Because the Civil War happened during this time, Godey did not want to offend southern readers so he forbid articles on war and politics! He was determined to feature "fashions, etiquette, receipts, patterns, house plans, crafts, helpful hints, health advice, short stories, poetry, book notices, and musical scores."

In 1845, Louis Godey began copyrighting the magazine to prevent other magazines from lifting the articles. He was severely criticized, but he maintained a sense of elegance. His magazine was expensive...$3.00 a year which translates to $76 in today's money.

According to my research, it cost $105,200 to produce the Lady's Book, with the hand tinted fashion-plates in each issue costing $8,000. But, despite the fact that the images from Godey's Lady's Book remain engrained in our illustration library, it is Hale's courage in reformatting the magazine that we should understand. One of her first decisions after becoming editor of Godey's was to rid the magazine of "watery verse and sugary romances."

Being a composition teacher, I have to admire Hale who sought to improve the literary quality of stories submitted by professional writers, and she also attempted to advance the writing skills of Godey's readers. One article she wrote was titled "Rule of Composition," instructing writers to "give yourself as you are --what you see, and how you see it. Shakespeare, Goethe, Cervantes, gave the world as they saw it, each for himself."

And so...think when you write...are you "watery" and "sugary"...or do you "give yourself as you are"? Still looking good, of the Godey women attest...


Patricia said...

I really enjoyed this article. Have always enjoyed the Godet prints, but the history of the magazine was a mystery. Hooray for Hale, she was truly an early champion of women's rights, including allowing a woman to acknowlege she had an intellect.
Patricia Rose-A Potpourri of Fabric, Fragrance and Findings

gail said...

Hi Susan,, this was a really interesting post. Thank you :) I have always loved this prints too. I think they might have been something my Grandmother had. I loved looking at them. Who knows where they are now? I love my weekly antique/history lesson:)

Unknown said...

Gosh Susan, I just never get tired of reading your blog... you're the greatest for educating me!

Miniature Patisserie Chef said...

Hi Susan,

I love the weekly history lessons! The lady's book sound so interesting, it would be fun to see what kind of articles they had in those times!

Have a great week!

Pei Li

Janet L Christian said...

I love Godet. Those prints are wonderful.

Carolee Crafts said...

what a lovely find and a delightful informative post

Susan - InHerOwnWords said...

I have always enjoyed these beautiful pieces of art but never really new the history behind them. Thanks for sharing.

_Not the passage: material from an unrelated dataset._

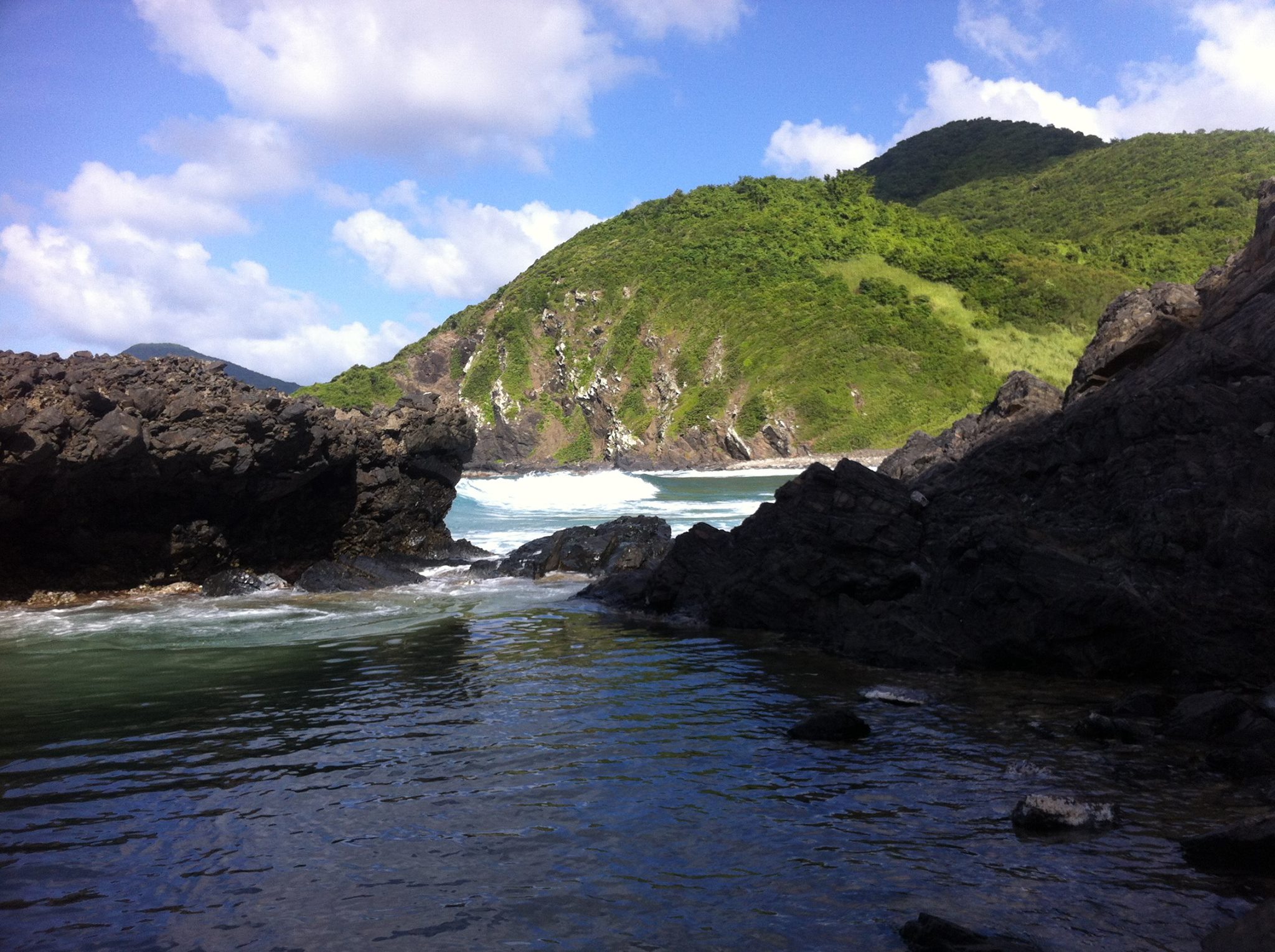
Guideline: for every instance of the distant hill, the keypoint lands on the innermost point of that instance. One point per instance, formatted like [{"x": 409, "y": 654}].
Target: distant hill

I'd have to say when writing I give of myself as I am.


Anonymous said...


I loved the post, I always learn something. Those are some very beautiful ladies.


Marie said...

Hi Susan,
I loved this post, maybe the best of all. Somewhere packed away in a closet(actually I know exactly where), I have two Godey prints in carved oval mahagony (sp?) frames. It was great to read the history. Thanks.

Anonymous said...

I have always been fascinated by old magazines & this was just so interesting! I once found a stack of my grandmother's magazines from the 30's to the 50's and it was so fun to see what they read back then.

Susie said...

Thank you Susan! This is the era of my dreams. I have gone to Victorian Balls and can never get enough of the gentile life of the ladies of the era.
Susie of The Polka Dot Rose

Michelle May-The Raspberry Rabbits said...

Well.... I think I truly "give myself as I am when I write." Great post, great story, great lesson as always my favorite teacher. :)
bunny hugs,

Carolyn Kocman said...

gotta love those ladies! always an interesting lesson to be had on your blog.

Stephanie Ann said...

I like this post very much. Unfortunately none of the prints that you show (except for the 7th photo from the top) seem to have come from the magazine. The hand tinted pages show off the fashions of the season they normally have more than 4 women posing. I wish I could tell you where they were form but it doesn't seem to be Godey's. Good post anyway.